The Washington PostDemocracy Dies in Darkness

The king and the cabinet: Saudi political reshuffle explained

Saudi Arabia’s King Abdullah cleaned house Monday with the most sweeping cabinet shakeup in years. In many countries, changing faces of the political inner sanctum is simply a sign of careers on the upswing or in decline. In places such as Saudi Arabia, however, it’s a rare opportunity to peer – if only just a little – inside the priorities of a monarchy that holds its secrets tightly.
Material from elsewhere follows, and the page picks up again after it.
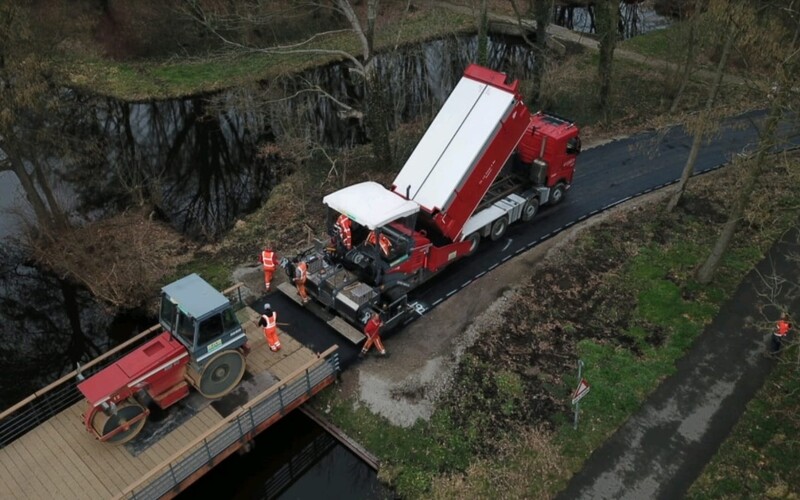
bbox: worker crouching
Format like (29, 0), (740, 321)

The first takeaway is that the cabinet reshuffle does not signal any deep alarm even as oil prices drop and Saudi authorities fear increasing threats from the Islamic State and other groups angered by Riyadh’s close ties to Washington. Key ministries such as oil, interior and defense were left unchanged.
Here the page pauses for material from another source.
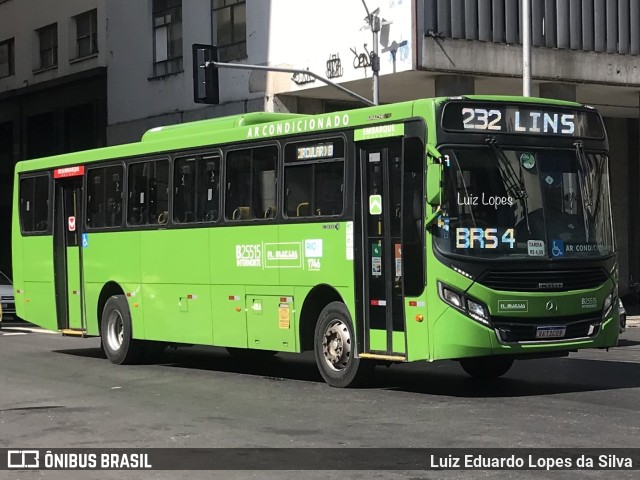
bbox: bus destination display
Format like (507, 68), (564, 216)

That doesn’t mean the cabinet decrees, announced by the state-run Saudi Press Agency, are without importance.

They signal another step to open more political space for a younger generation, who have been waiting in the wings for decades as the 90-year-old Abdullah and the array of brothers and half-brothers – many now in their 80s – maintain their hold over the kingdom’s affairs.

Ministries such as culture, telecommunications, transportation, agriculture and others were put in relatively younger hands – apparently in response to demands to widen the political decision-making following the Arab Spring uprisings across the region.
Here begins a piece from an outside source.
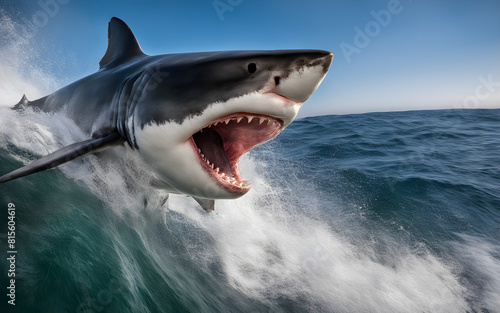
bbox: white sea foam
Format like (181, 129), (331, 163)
(453, 234), (500, 312)
(168, 157), (472, 312)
But perhaps the move that offers the greatest insight was Abdullah’s decision to dump the longtime minister of Islamic affairs in favor of an academic and Islamic scholar named Suleiman Aba al-Khail, a former president of one of Saudi Arabia’s largest public universities, the Imam Muhammad ibn Saud Islamic University.

The switch appears to reflect Abdullah’s frustration that the nation’s ultraconservative religious establishment is not doing enough to publicly denounce Islamist extremism.

But nothing involving Islamic affairs is easy in the country with the faith’s most holy sites. The hierarchy of Islamic clerics holds enormous influence. It gives the monarchy legitimacy to rule while also serving as guardians of Saudi Arabia’s strict brand of Islam known as Wahhabism, which enforces increasingly unpopular tenets such as banning women from driving.

Abdullah and other Saudi leaders, meanwhile, seek to apply more pressure on clerics to use Friday sermons and other outreach to oppose militancy. The worries have been amplified by Saudi support for the U.S.-led coalition battling the Islamic State. A deadly attack last month on Saudi Arabia's Shiite minority has been blamed on an al-Qaeda-linked network.

It’s not certain how much the new Islamic affairs minister can set the agenda for the country’s powerful Islamic clerics, who are not accustomed to being muscled. Aba al-Khail, however, could assume a more international role as a Saudi envoy.

He has taken part in U.N.-backed forums on interfaith dialogue and spoke frequently at seminars trying to separate Wahhabism from more radical strains of Islam.